Oward Ferrari


Falleció en Toulouse (Francia), donde residía el profesor Oward Ferrari. Durante 20 años se desempeñó como docente de la Facultad de Filosofía y Letras de la Universidad Nacional de Cuyo.

Nacido en Mar del Plata en 1925, adoptó a Mendoza como su provincia de vida, y aquí formó su familia y ejerció la docencia, fundamentalmente en la Facultad de Filosofía de la calle Las Heras, donde fueron memorables sus clases, junto a otro gran pensador, ya fallecido también, Ludovico Ceriotto.
 
En 1975, durante el gobierno de Isabel Perón, sufrió atentados con bombas en su domicilio. Conoció la cárcel y con el acceso de la dictadura militar al poder fue expulsado de la Universidad. Para recobrar la libertad, debió exiliarse.

Alemania no sólo le dio asilo sino que lo llevó a Heidelberg, cuna de la filosofía alemana. Luego fue contratado por la Universidad de Toulouse, donde ejerció la docencia hasta que se jubiló.

En el libro "Filosofía o barbarie", parte de una premisa: la filosofía es el tesoro supremo de la humanidad porque obra en lo que constituye la excelencia del hombre, dominio que es fundamentalmente suyo: el pensar, la verdad y la libertad'. Una vez retirado, escribió diversas obras que con los años fueron publicadas por la Ediunc, lo que fue considerado como una reivindicación a la persecución sufrida en otros tiempos.
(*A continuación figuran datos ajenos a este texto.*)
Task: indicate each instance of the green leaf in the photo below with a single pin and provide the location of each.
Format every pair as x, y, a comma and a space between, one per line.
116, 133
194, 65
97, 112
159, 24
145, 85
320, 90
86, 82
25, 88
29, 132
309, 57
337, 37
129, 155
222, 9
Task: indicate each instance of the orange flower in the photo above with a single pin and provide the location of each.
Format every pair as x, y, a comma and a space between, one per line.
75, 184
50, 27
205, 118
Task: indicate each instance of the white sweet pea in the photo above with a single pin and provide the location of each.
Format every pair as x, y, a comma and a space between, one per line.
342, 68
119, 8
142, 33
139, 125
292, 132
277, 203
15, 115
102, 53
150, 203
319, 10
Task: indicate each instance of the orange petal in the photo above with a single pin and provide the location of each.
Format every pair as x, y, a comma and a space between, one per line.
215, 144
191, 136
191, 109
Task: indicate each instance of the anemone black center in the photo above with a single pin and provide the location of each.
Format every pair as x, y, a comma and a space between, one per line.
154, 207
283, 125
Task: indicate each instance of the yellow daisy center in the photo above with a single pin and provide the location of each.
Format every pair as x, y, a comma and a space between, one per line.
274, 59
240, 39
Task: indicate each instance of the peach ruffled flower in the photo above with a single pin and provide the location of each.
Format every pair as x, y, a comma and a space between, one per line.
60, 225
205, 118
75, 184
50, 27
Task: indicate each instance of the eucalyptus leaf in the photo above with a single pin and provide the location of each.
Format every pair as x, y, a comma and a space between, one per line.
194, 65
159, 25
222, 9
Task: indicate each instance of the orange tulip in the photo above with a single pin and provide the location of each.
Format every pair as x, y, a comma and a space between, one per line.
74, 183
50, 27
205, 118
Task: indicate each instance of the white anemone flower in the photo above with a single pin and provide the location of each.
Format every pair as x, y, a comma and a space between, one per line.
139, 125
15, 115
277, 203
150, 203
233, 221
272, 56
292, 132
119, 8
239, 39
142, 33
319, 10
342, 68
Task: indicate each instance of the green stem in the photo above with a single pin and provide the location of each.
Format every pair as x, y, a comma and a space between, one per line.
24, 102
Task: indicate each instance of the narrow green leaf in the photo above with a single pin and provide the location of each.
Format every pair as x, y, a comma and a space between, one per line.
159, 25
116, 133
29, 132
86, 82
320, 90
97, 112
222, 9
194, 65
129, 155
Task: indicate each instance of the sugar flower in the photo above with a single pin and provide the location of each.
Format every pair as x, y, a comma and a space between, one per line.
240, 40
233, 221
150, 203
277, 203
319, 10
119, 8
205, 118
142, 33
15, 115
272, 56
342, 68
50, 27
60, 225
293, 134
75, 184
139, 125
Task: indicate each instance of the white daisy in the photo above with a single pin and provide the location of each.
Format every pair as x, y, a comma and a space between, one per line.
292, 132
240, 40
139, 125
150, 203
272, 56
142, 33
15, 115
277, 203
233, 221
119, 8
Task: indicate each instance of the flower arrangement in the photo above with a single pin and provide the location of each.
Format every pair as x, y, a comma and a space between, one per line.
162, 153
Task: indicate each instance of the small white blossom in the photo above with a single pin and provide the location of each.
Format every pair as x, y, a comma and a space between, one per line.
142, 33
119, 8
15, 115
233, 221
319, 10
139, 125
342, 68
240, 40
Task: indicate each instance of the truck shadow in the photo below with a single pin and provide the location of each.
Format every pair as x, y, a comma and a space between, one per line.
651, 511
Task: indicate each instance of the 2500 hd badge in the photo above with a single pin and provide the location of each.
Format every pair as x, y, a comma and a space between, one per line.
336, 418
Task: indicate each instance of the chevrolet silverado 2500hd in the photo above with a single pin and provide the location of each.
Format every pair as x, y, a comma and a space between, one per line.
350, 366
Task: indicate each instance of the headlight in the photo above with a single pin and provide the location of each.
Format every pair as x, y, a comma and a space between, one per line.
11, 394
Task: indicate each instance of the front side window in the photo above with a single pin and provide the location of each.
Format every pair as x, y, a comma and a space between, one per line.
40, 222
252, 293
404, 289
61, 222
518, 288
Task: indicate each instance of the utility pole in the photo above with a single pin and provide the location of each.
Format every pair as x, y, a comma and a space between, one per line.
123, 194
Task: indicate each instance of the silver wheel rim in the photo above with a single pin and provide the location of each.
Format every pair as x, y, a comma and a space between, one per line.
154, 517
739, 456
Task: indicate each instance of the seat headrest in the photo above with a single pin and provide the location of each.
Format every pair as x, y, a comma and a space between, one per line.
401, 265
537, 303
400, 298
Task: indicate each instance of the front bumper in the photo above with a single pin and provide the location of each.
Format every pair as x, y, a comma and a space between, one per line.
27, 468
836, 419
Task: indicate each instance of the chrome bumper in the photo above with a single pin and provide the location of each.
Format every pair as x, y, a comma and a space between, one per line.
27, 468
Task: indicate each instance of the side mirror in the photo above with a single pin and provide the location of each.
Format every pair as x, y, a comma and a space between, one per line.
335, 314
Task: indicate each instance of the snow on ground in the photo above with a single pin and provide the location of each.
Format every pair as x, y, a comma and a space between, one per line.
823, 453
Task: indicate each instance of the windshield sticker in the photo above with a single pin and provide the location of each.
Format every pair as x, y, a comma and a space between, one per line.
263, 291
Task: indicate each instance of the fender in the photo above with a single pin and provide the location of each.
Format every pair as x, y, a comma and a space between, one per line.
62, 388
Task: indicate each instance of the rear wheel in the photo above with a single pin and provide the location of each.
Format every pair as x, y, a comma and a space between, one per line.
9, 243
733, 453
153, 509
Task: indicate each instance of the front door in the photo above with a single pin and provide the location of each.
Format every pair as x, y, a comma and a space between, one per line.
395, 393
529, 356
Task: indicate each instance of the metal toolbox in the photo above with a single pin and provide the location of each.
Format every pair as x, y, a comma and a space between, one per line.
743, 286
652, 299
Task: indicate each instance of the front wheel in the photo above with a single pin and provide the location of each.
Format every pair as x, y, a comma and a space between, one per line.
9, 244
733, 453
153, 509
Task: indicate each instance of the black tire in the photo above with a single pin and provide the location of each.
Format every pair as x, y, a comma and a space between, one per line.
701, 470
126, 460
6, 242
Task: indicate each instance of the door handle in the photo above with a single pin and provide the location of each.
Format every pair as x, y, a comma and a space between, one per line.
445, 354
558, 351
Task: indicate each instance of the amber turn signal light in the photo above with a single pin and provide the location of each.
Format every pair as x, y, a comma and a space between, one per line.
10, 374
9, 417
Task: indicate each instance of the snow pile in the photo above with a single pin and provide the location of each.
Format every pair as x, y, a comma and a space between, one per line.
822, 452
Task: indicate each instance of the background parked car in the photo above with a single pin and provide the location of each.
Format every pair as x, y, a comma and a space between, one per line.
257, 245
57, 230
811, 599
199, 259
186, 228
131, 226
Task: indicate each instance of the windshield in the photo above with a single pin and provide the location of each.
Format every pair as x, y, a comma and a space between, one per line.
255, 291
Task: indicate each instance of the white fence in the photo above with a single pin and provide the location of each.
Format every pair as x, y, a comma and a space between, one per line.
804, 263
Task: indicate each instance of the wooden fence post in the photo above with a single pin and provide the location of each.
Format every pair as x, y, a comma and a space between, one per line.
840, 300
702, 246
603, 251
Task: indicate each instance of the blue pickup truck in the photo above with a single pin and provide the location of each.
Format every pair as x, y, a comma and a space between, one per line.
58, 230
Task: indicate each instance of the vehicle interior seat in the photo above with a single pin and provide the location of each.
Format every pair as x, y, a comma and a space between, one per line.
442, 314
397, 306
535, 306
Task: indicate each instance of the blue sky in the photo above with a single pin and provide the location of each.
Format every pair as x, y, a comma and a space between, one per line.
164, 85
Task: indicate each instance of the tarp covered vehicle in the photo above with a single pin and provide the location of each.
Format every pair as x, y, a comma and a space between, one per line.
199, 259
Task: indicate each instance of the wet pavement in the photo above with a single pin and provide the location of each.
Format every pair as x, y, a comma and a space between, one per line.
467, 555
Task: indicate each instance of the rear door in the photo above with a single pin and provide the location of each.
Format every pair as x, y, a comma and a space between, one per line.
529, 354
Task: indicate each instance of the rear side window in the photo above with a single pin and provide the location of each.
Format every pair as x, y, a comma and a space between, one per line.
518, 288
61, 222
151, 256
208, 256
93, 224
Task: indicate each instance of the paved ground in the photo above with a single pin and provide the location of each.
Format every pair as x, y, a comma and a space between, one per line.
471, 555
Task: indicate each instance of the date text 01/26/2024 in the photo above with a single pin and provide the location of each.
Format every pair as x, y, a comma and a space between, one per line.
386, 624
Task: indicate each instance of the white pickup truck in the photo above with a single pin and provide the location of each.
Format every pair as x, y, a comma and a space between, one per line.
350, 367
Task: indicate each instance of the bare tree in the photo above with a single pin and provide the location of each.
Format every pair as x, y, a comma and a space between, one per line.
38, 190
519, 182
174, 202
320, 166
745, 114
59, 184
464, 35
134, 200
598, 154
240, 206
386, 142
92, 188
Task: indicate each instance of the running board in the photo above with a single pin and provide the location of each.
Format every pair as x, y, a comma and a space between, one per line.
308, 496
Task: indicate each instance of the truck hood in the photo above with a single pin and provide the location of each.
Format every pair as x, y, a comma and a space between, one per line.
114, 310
Aunque radicado en Europa, siguió en estrecho contacto con sus ex-alumnos y colegas que conoció en Argentina, Francia y Alemania.
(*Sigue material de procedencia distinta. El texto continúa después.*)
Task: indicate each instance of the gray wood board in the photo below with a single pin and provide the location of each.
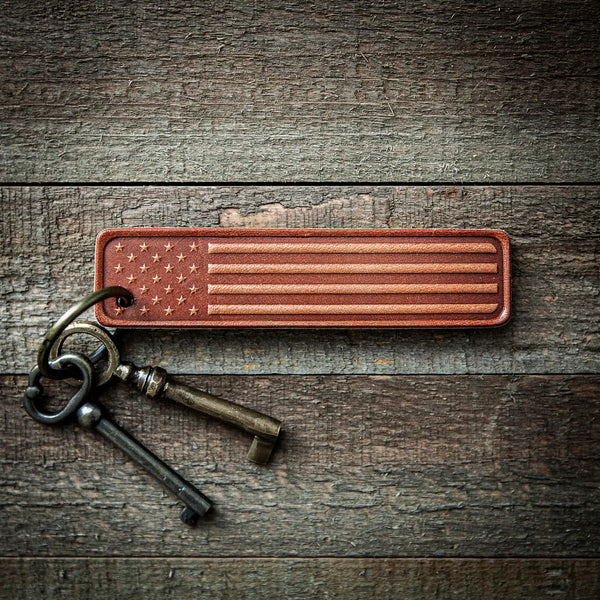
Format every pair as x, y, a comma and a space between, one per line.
48, 261
298, 579
377, 466
334, 91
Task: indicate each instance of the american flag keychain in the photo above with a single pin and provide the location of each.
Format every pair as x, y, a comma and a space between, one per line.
286, 278
296, 278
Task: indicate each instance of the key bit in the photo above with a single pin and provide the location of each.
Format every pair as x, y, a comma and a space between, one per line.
155, 383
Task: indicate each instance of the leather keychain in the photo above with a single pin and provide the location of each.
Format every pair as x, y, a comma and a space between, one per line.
185, 277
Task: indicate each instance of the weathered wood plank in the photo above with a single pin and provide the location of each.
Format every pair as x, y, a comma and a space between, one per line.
226, 91
369, 466
48, 258
297, 579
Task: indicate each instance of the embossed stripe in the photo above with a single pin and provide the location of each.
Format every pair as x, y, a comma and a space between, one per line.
350, 248
348, 309
355, 288
242, 269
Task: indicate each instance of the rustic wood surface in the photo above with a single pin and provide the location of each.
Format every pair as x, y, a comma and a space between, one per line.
299, 579
415, 464
492, 465
554, 231
296, 91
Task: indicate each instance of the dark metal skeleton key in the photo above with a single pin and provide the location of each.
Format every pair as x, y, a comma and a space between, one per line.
156, 383
91, 416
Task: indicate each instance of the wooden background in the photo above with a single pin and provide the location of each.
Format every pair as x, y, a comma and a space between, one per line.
415, 464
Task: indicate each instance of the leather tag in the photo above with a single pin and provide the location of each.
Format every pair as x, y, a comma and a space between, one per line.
305, 277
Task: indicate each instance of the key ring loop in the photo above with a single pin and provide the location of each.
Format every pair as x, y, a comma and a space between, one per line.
35, 390
45, 367
107, 347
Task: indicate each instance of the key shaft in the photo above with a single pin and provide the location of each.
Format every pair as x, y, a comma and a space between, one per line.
91, 416
156, 383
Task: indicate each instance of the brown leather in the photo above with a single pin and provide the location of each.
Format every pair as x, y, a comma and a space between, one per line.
305, 277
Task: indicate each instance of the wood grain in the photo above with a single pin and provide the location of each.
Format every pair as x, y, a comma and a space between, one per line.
298, 579
48, 256
369, 466
226, 91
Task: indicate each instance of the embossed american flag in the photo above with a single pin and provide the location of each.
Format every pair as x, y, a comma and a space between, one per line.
305, 277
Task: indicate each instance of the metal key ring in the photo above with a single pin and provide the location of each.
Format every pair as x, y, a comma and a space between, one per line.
45, 367
107, 346
35, 390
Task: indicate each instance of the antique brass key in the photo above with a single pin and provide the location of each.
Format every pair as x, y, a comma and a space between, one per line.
91, 415
155, 382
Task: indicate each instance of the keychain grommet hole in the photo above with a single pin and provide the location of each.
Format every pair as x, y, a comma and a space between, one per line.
125, 302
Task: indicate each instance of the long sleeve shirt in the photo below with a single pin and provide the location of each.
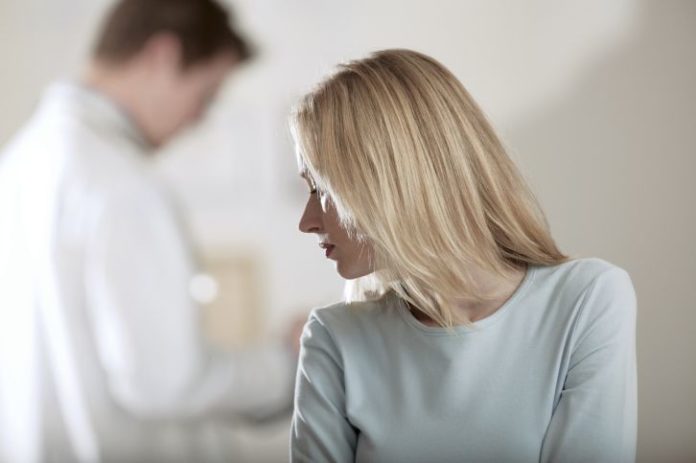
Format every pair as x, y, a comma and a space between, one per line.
549, 377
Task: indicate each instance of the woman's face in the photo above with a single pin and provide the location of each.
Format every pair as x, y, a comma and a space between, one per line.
353, 257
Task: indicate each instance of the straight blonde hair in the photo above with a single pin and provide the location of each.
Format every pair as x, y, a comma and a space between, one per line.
413, 166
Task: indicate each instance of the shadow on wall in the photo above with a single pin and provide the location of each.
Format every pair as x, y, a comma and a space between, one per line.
613, 164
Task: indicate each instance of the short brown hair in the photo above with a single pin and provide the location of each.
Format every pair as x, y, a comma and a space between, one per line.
202, 26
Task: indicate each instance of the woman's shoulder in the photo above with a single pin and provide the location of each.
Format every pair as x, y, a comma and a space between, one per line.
581, 273
353, 319
589, 284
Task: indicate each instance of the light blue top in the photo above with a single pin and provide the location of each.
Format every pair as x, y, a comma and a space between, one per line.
549, 377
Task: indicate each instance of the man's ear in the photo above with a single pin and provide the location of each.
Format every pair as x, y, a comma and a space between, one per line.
163, 51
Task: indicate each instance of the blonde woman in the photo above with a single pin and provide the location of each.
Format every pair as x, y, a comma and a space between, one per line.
468, 336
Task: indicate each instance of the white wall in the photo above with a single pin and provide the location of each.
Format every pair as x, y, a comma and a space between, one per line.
595, 98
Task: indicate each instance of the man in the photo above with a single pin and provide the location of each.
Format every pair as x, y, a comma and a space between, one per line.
101, 358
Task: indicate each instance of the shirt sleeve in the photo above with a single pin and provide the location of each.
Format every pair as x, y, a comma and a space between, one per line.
321, 431
147, 327
596, 415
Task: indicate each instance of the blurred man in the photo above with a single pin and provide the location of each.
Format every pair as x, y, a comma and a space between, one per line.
101, 358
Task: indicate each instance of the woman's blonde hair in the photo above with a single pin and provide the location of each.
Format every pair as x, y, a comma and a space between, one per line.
413, 166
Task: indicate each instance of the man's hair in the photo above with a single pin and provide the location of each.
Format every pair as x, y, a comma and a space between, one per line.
203, 27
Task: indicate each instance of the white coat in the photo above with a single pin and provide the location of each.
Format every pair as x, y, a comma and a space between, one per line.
101, 357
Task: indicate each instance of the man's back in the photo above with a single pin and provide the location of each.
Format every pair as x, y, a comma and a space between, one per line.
75, 202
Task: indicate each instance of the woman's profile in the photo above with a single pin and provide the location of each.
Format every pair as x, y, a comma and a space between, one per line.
466, 334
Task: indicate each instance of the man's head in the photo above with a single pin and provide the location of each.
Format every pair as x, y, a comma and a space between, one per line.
164, 61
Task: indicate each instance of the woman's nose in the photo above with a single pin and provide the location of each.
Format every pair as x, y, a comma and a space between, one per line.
310, 222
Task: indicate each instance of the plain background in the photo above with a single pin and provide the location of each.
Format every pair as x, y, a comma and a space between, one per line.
595, 99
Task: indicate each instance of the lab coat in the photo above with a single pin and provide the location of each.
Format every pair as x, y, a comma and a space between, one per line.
101, 355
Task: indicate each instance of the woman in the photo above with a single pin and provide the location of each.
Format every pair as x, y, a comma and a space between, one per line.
467, 334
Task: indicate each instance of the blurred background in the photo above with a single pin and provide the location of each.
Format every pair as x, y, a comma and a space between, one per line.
596, 101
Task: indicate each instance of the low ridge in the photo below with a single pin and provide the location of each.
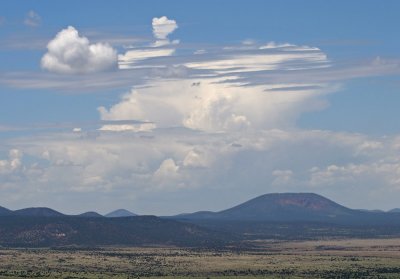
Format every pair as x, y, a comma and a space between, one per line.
38, 212
120, 213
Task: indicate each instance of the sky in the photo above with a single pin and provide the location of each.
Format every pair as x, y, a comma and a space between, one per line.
165, 107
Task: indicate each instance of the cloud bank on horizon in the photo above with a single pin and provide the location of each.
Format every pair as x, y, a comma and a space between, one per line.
217, 119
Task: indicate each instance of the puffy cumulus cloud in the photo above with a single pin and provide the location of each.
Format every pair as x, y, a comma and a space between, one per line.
181, 161
163, 26
212, 106
32, 19
70, 53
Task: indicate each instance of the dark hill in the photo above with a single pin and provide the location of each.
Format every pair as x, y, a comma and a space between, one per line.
5, 212
91, 214
38, 212
281, 207
120, 213
24, 231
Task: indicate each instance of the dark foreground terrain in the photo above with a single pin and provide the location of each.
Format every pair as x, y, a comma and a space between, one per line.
349, 258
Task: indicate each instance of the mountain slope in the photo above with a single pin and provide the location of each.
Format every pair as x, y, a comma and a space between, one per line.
37, 212
25, 231
120, 213
5, 212
90, 214
281, 207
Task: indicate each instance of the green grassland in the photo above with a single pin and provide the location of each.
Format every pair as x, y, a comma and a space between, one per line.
353, 258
En los últimos años volvió varias veces a su país donde se reencontró con el afecto de muchos de los estudiantes del pasado y colegas. Se recuerda especialmente, en 2006, una memorable conferencia titulada "¿Qué es la filosofía?", ofrecida en Mendoza.

Se lo evocará siempre como un pensador de fuste de América Latina, como lo ha destacado en más de una oportunidad su amigo y también notable humanista, Arturo Andrés Roig. Antiguos alumnos supieron de su compromiso con un mundo en el que todos los hombres y mujeres pudieran vivir con dignidad. Al respecto, decía, ?que aunque a veces la libertad y la igualdad nos parezcan una utopía, nunca hay que dejar de encaminarse hacia ella'.

Fue un ejemplo de amor a la vida, de trabajo, de rigor científico y de no bajar los brazos, ni aún cuando la muerte lo vino a buscar y lo encontró en su escritorio pergeñando su próximo libro.